5. Il s’ensuit qu’en cas de contestation devant le juge de l’excès de pouvoir d’une décision prise sur une demande unique de permis de démolir et de permis de construire présentée, en application de l’article L.451-1 du code de l’urbanisme, dans un site inscrit et à laquelle l’architecte des Bâtiments de France a refusé son accord exprès, soit pour l’opération dans son ensemble, soit spécifiquement pour l’opération de démolition :

- si cette décision est une décision de rejet et sous réserve du moyen tiré de l’illégalité du refus d’accord exprès de l’architecte des Bâtiments de France sur le projet de démolition, les moyens dirigés contre cette décision en tant qu’elle porte sur l’opération de démolition sont inopérants ;

- si cette décision accorde le permis de construire en accordant aussi, dès lors qu’elle ne le refuse pas expressément, le permis de démolir, elle méconnaît la situation de compétence liée qui résulte, pour son auteur et s’agissant du seul permis de démolir, de l’absence d’accord exprès de l’architecte des Bâtiments de France.
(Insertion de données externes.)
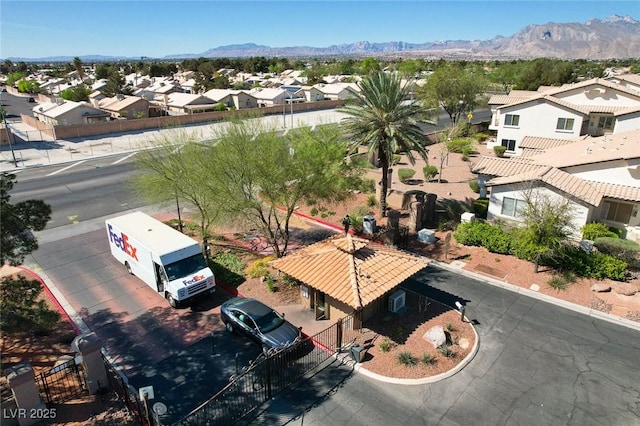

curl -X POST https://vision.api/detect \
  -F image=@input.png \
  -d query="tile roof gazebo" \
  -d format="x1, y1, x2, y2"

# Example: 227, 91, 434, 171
271, 235, 429, 320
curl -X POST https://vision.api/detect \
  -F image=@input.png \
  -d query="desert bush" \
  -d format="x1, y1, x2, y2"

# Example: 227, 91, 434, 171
593, 238, 640, 268
471, 198, 489, 219
582, 222, 618, 241
438, 345, 456, 358
398, 351, 418, 367
469, 179, 480, 194
473, 133, 489, 142
420, 354, 438, 365
247, 256, 275, 278
209, 253, 246, 285
422, 164, 438, 181
265, 275, 276, 293
398, 168, 416, 183
379, 337, 395, 353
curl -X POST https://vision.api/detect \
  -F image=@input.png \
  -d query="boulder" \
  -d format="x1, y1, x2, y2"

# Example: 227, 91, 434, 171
591, 283, 611, 293
422, 325, 447, 348
611, 283, 638, 296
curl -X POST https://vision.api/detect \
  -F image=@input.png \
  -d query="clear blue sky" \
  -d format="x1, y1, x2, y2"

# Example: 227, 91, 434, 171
0, 0, 640, 58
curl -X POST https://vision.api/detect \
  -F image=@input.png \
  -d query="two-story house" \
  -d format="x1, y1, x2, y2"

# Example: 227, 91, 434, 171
472, 128, 640, 242
487, 79, 640, 156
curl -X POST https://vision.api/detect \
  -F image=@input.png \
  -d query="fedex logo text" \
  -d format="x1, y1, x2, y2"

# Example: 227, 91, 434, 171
109, 224, 138, 261
182, 275, 204, 285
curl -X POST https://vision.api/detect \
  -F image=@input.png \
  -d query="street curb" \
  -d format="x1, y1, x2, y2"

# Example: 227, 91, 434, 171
20, 266, 91, 336
354, 317, 480, 386
430, 259, 640, 331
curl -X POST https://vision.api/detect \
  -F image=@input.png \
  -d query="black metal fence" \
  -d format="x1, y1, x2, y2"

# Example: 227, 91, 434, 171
168, 312, 361, 426
36, 358, 88, 404
102, 354, 153, 426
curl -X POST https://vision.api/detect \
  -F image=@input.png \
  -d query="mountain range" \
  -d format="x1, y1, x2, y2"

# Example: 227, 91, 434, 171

La décision est par suite, en tant qu’elle accorde le permis de démolir, entachée d’une illégalité qu’il appartient le cas échéant au juge de relever d’office.

6. Le présent avis sera notifié au tribunal administratif de Nice, au préfet des Alpes-Maritimes, à la commune de Beausoleil, à la société civile immobilière Kokoro et à la société civile immobilière Nocturne.

Il sera publié au Journal officiel de la République française.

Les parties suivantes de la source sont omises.